Ich komm aber einfach nicht weiter, hat vielleicht jemand einen Tip für mich? 


```
package u6a3;

public class ListUtils implements IListUtils {

	
	public String toString(GenericList list) {

		if (list == null) {
			return "null";
		} else {

			StringBuffer buf = new StringBuffer();
			buf.append(list.value).append(", ").append(toString(list.next));
			return buf.toString();
		}
	}

	
	public GenericList add(GenericList list, Object value) {
		
		return new GenericList(value, list);
	}

	
	public int size(GenericList list) {
		if (list == null) {
			return 0;
		} else {
			return 1 + size(list.next);
		}
	}

	
	public GenericList sort(GenericList list) {
		
		// muss ich noch machen
	
	}

}
```

Interface Comparable:


```
package u6a3;

/**
 * Interface for objects which can be compared with each other
 */
public interface Comparable {
	/**
	 * Operator <
	 * 
	 * @param rhs the right-hand side of the operation
	 * @return true iff this < rhs; false otherwise
	 */
	public boolean smallerThan(Comparable rhs);
	
	
}
```


Hier muss ich die smallerThan Methode implementieren:


```
package u6a3;

/**
 * abstract class of geometric objects
 */
public abstract class GeometricObject implements Comparable {
	public abstract int area();
	
	public boolean smallerThan(Comparable rhs) 
    {
		 
		 GeometricObject GeoObj = ((GeometricObject) rhs); // wird wohl nicht der richtige Ansatz sein?
		 
		 
	}
}
```

Rectangle:


```
package u6a3;

public class Rectangle extends GeometricObject {
	private int a;
	private int b;
	
	public String toString()
	{
		return String.format("Rectangle(%d,%d)", a, b);
	}
	
	public int area()
	{
		return a * b;
	}
	
	public Rectangle(int base, int height)
	{
		this.a = base;
		this.b = height;
	}
}
```

Triangle:


```
package u6a3;

public class Triangle extends GeometricObject {
	private int base;
	private int height;
	
	public String toString()
	{
		return String.format("Triangle(%d,%d)", base, height);
	}
	
	public int area()
	{
		int product = base * height;
		
		return product / 2;
	}
	
	public Triangle(int base, int height)
	{
		this.base = base;
		this.height = height;
	}
}
```


----------



## nillehammer (16. Apr 2012)

Comparable ist ein bereits verwendeter Name in Java.
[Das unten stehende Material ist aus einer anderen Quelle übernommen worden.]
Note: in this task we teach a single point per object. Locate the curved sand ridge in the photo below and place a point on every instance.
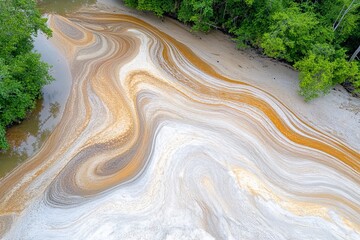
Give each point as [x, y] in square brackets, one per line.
[156, 144]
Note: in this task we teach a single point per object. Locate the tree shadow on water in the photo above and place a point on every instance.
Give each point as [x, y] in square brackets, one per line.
[27, 138]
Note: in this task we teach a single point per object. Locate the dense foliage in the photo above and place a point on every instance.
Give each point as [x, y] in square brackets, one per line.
[318, 36]
[22, 74]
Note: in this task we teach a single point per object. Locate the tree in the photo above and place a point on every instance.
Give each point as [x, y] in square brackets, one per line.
[22, 74]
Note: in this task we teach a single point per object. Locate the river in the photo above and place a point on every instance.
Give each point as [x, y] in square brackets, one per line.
[140, 138]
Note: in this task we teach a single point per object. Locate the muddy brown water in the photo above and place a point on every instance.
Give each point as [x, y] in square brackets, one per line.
[27, 138]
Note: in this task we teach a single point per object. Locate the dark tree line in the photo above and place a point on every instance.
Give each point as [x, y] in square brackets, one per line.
[320, 38]
[22, 73]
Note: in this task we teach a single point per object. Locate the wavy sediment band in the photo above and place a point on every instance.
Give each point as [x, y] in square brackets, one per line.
[155, 143]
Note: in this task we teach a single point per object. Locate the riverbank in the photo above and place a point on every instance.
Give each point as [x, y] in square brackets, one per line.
[337, 113]
[154, 143]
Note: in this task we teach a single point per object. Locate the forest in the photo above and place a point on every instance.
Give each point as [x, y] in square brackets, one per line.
[22, 73]
[320, 38]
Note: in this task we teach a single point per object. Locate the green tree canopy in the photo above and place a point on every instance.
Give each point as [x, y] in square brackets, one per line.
[22, 74]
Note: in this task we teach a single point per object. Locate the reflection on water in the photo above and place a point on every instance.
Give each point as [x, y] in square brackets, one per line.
[62, 6]
[27, 138]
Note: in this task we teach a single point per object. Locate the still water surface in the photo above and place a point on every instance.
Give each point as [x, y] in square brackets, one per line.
[27, 138]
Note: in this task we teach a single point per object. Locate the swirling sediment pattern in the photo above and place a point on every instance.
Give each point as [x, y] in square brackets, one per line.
[155, 144]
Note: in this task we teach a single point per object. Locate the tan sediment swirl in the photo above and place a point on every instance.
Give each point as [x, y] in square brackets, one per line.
[153, 136]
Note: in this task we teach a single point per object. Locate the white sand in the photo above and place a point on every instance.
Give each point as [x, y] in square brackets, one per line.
[337, 113]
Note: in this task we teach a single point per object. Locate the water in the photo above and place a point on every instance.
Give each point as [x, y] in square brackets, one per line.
[27, 138]
[61, 6]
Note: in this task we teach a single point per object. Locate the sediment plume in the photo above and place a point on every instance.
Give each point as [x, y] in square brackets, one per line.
[156, 144]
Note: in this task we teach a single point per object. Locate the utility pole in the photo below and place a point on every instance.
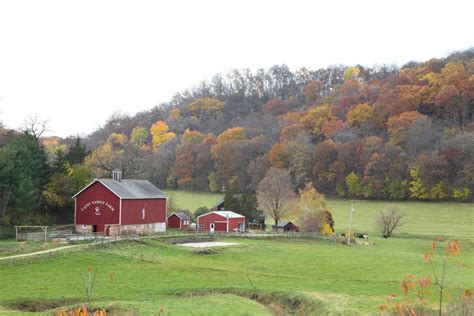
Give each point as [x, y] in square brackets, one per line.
[350, 223]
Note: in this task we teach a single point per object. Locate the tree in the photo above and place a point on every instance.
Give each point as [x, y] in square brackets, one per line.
[160, 133]
[398, 126]
[275, 107]
[390, 219]
[275, 193]
[206, 107]
[201, 211]
[119, 153]
[34, 126]
[77, 152]
[312, 90]
[26, 172]
[312, 213]
[237, 200]
[362, 116]
[139, 135]
[316, 117]
[62, 186]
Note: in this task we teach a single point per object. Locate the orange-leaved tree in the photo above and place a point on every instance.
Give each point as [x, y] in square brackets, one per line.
[416, 292]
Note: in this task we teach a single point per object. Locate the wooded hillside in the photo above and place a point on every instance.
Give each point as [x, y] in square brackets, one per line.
[375, 133]
[381, 132]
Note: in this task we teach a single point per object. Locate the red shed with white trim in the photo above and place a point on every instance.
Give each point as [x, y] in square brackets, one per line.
[179, 220]
[221, 221]
[112, 206]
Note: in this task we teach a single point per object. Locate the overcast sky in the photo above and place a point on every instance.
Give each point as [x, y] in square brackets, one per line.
[76, 62]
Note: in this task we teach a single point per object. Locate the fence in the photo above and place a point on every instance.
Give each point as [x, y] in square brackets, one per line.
[67, 236]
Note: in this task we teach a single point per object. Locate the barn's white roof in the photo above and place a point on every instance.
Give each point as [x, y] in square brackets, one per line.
[129, 189]
[228, 214]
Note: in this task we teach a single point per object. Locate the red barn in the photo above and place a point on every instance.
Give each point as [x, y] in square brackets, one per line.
[221, 221]
[179, 220]
[112, 206]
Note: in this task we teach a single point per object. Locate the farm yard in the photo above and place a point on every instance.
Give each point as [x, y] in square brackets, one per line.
[423, 218]
[255, 277]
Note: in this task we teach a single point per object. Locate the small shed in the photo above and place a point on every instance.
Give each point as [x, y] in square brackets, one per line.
[285, 226]
[221, 221]
[219, 206]
[179, 220]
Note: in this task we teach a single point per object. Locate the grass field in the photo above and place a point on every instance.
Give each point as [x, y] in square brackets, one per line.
[342, 279]
[423, 218]
[334, 278]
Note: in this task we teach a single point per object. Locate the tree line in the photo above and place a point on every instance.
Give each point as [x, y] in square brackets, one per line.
[376, 133]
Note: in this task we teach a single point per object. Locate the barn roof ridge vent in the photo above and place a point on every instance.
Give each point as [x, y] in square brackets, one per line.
[117, 175]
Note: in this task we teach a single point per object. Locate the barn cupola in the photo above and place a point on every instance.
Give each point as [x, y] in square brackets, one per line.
[117, 175]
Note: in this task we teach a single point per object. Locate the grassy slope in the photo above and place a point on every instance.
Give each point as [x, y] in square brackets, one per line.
[423, 218]
[349, 279]
[352, 280]
[11, 247]
[191, 200]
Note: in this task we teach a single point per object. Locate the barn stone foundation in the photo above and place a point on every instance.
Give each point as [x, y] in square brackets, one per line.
[115, 230]
[143, 229]
[84, 229]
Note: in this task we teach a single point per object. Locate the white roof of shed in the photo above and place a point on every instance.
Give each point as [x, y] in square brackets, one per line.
[130, 189]
[228, 214]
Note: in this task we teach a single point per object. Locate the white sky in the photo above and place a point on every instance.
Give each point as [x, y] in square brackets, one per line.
[76, 62]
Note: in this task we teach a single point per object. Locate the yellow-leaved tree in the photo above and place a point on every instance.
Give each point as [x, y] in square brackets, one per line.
[160, 133]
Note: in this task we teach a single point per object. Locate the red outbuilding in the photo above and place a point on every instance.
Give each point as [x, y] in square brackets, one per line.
[221, 221]
[114, 206]
[179, 220]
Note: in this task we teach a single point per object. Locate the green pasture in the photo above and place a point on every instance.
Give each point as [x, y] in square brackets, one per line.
[423, 218]
[338, 280]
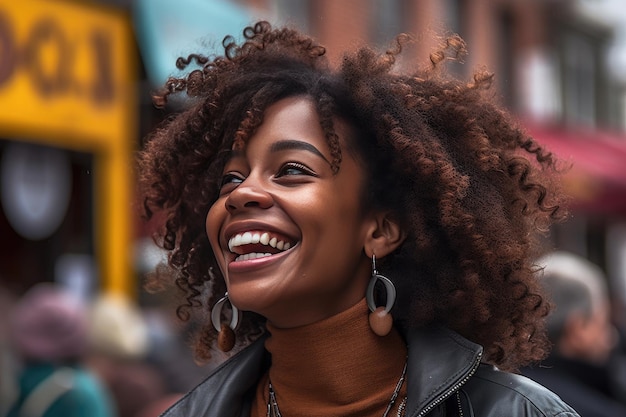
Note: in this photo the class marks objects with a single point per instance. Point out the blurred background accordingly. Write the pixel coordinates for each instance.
(75, 83)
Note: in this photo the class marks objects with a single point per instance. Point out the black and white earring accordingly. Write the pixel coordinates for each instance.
(226, 332)
(380, 317)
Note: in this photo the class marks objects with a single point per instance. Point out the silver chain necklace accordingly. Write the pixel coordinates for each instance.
(274, 411)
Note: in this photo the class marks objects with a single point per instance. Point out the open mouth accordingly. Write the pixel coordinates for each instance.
(257, 244)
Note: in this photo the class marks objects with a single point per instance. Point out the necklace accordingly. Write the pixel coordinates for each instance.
(274, 411)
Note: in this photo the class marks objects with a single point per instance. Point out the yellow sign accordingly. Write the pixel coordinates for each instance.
(67, 79)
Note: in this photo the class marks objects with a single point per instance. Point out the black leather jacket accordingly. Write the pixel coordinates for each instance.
(445, 378)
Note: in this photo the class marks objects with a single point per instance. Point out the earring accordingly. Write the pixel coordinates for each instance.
(226, 332)
(380, 318)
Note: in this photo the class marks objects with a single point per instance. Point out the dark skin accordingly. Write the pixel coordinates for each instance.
(469, 189)
(282, 184)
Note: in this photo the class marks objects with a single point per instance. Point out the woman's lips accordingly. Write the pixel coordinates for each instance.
(256, 244)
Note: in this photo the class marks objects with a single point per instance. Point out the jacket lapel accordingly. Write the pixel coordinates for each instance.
(440, 362)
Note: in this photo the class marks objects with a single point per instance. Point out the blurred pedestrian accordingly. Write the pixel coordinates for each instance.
(48, 331)
(118, 337)
(583, 336)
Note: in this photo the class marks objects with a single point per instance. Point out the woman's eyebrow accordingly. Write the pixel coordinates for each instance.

Ein eigenes Interface so zu nennen ist extrem unglücklich. Mach das bitte nur, wenn explizit in Deiner Aufgabe so gefordert. Abgesehen davon willst Du eine Methode schreiben, die zwei geometrische Figuren (GeometricObject ) anhand ihrer Fläche vergleicht. Der Parameter für die Methode muss also eine geometrische Figur sein.


----------



## SlaterB (16. Apr 2012)

> Der Parameter für die Methode muss also eine geometrische Figur sein. 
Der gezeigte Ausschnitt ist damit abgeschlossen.